Let’s explore the dataset a bit to see what (if any) changes would be helpful

names(bdc_data)
#>  [1] "game_date"         "Home Team"         "Away Team"        
#>  [4] "Period"            "Clock"             "Home Team Skaters"
#>  [7] "Away Team Skaters" "Home Team Goals"   "Away Team Goals"  
#> [10] "Team"              "Player"            "Event"            
#> [13] "X Coordinate"      "Y Coordinate"      "Detail 1"         
#> [16] "Detail 2"          "Detail 3"          "Detail 4"         
#> [19] "Player 2"          "X Coordinate 2"    "Y Coordinate 2"

It’d be helpful to change the names of the columns to be easier to work with, so I’ll change X Coordinate and Y Coordinate to be x and y, and X Coordinate 2 and Y Coordinate 2 to be x2 and y2.

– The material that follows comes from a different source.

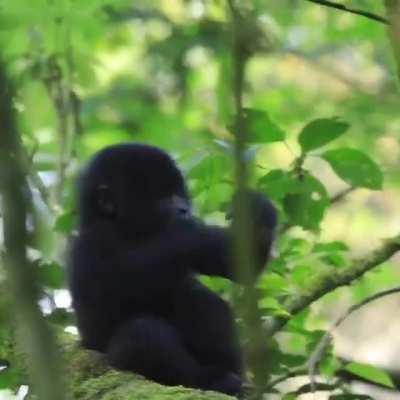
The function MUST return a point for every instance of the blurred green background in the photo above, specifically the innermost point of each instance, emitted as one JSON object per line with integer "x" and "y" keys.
{"x": 91, "y": 73}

# Change names of X Coordinate and Y Coordinate to x and y respectively
names(bdc_data)[13:14] <- c("x", "y")
names(bdc_data)[20:21] <- c("x2", "y2")

# Preview what the data looks like
knitr::kable(head(bdc_data))
game_date Home Team Away Team Period Clock Home Team Skaters Away Team Skaters Home Team Goals Away Team Goals Team Player Event x y Detail 1 Detail 2 Detail 3 Detail 4 Player 2 x2 y2
2021-01-23 Minnesota Whitecaps Boston Pride 1 20:00 5 5 0 0 Boston Pride Jillian Dempsey Faceoff Win 100 43 Backhand Stephanie Anderson NA NA
2021-01-23 Minnesota Whitecaps Boston Pride 1 19:58 5 5 0 0 Boston Pride McKenna Brand Puck Recovery 107 40 NA NA
2021-01-23 Minnesota Whitecaps Boston Pride 1 19:57 5 5 0 0 Boston Pride McKenna Brand Zone Entry 125 28 Carried Maddie Rowe NA NA
2021-01-23 Minnesota Whitecaps Boston Pride 1 19:55 5 5 0 0 Boston Pride McKenna Brand Shot 131 28 Snapshot On Net t f NA NA
2021-01-23 Minnesota Whitecaps Boston Pride 1 19:53 5 5 0 0 Boston Pride Tereza Vanisova Faceoff Win 169 21 Backhand Stephanie Anderson NA NA
2021-01-23 Minnesota Whitecaps Boston Pride 1 19:52 5 5 0 0 Boston Pride Samantha Davis Puck Recovery 159 26 NA NA

I’ll use the first game in the data here, which is between the Minnesota Whitecaps and the Boston Pride. To keep things easy I’ll focus first on single-point data: shots.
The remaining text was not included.